河瀨直美監督、永瀬正敏、水崎綾女、神野三鈴、藤 竜也
澤田正道(プロデューサー)

光hikari

配給:キノフィルムズ/木下グループ
5月27日(土)、新宿バルト9、丸の内TOEIほか 全国公開!
© 2017 “RADIANCE” FILM PARTNERS/KINOSHITA、COMME DES CINEMAS、KUMIE
© Kazuko Wakayama

 5月23日(火)、第70回カンヌ国際映画祭にて、映画『光』の公式記者会見とフォトコールが行われ、河瀨直美監督、主演の永瀬正敏ほか、水崎綾女、神野三鈴、藤 竜也、澤田正道プロデューサーが出席した。


あり得ないことについての映画ですが、映画監督にとって目が見えなくなるというのは最悪の悪夢なのではないでしょうか?

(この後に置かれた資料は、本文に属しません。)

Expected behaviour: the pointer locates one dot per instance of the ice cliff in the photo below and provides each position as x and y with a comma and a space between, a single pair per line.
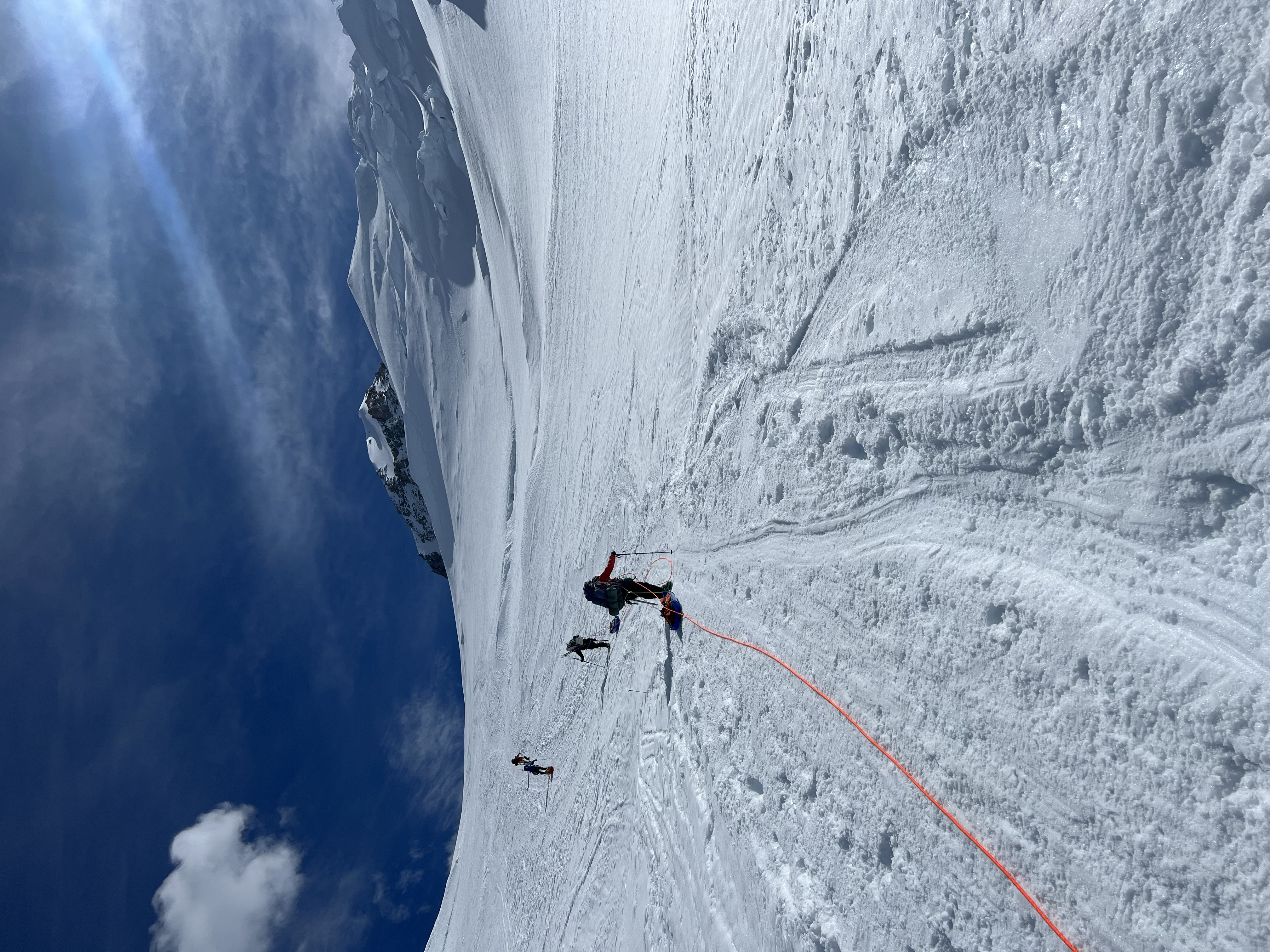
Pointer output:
385, 445
935, 339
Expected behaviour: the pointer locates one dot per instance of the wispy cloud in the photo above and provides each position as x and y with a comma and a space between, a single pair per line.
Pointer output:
428, 747
234, 120
225, 895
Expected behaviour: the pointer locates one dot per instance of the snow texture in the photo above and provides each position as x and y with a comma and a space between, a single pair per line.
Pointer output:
934, 338
385, 445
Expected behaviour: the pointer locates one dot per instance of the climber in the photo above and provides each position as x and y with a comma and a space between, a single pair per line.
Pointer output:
614, 593
578, 644
531, 766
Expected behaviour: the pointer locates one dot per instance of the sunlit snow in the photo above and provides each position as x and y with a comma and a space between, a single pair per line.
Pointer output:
933, 338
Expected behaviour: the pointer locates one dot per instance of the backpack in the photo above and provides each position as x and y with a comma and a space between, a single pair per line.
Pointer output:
596, 592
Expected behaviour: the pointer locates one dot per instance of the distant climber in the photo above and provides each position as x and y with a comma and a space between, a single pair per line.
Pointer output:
578, 644
531, 766
614, 593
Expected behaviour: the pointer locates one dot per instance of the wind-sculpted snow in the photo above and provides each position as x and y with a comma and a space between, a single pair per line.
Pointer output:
934, 338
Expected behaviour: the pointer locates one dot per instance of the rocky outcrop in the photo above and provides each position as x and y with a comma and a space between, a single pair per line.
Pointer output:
385, 444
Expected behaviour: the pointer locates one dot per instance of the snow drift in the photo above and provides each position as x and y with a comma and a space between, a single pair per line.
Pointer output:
934, 338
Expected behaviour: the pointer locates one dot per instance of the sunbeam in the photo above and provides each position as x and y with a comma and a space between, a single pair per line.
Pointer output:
70, 42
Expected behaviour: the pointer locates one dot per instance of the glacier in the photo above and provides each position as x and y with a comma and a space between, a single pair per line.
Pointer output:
934, 339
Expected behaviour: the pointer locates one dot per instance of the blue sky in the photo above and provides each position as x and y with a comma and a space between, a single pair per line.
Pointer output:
208, 597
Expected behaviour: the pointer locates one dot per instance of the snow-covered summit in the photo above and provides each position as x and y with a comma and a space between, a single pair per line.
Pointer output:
935, 339
385, 445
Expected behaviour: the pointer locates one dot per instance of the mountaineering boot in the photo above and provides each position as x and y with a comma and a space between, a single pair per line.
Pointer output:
672, 611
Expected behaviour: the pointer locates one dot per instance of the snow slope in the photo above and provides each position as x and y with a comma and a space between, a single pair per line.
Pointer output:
934, 338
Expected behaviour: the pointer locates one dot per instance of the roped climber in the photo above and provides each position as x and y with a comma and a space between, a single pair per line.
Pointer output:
531, 766
614, 593
578, 644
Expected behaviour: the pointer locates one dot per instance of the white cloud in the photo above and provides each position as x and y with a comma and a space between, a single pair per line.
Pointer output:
225, 895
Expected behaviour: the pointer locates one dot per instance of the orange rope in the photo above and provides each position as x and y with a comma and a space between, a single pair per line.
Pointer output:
901, 767
903, 771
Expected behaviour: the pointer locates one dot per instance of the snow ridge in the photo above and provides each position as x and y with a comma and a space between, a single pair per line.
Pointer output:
935, 339
385, 444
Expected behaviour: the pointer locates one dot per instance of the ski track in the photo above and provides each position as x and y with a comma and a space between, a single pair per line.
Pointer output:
934, 338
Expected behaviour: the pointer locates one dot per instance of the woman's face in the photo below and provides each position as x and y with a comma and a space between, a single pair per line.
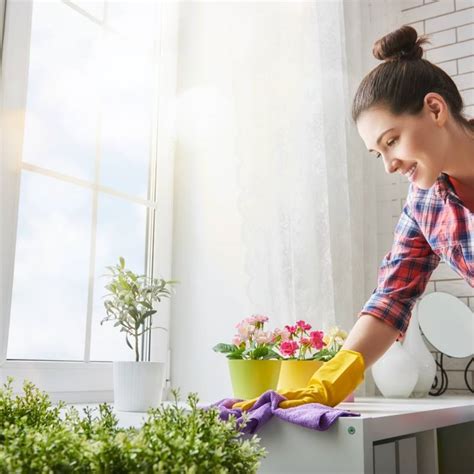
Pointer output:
408, 144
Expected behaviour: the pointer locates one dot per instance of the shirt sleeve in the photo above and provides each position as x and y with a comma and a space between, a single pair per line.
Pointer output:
403, 274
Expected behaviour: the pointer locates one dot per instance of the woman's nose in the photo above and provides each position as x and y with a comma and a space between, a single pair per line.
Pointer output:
391, 165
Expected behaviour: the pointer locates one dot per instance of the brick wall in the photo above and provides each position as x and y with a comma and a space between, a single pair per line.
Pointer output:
450, 25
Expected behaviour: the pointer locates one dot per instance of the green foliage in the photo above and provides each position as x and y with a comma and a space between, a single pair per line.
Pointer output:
129, 303
36, 437
253, 352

河瀨直美監督: その通りです。その最悪の暗闇の中に指す一筋の光を表現しようと決意しました。


映画の元になった何かはありますでしょうか。

河瀨直美監督: 前作『あん』の音声ガイド制作者からの資料を見ていた時に、私たち制作者以上にこんなにも映画を愛していて,全ての人に届けようとしていると気づいたんですね。そういう人たちを主人公にした作品を作ることで、映画への愛を描けると思いました。


永瀬さんへの質問です。河瀬監督への演出についてどんなことを思いましたか。また、難しい役ですがどんな準備をされましたか。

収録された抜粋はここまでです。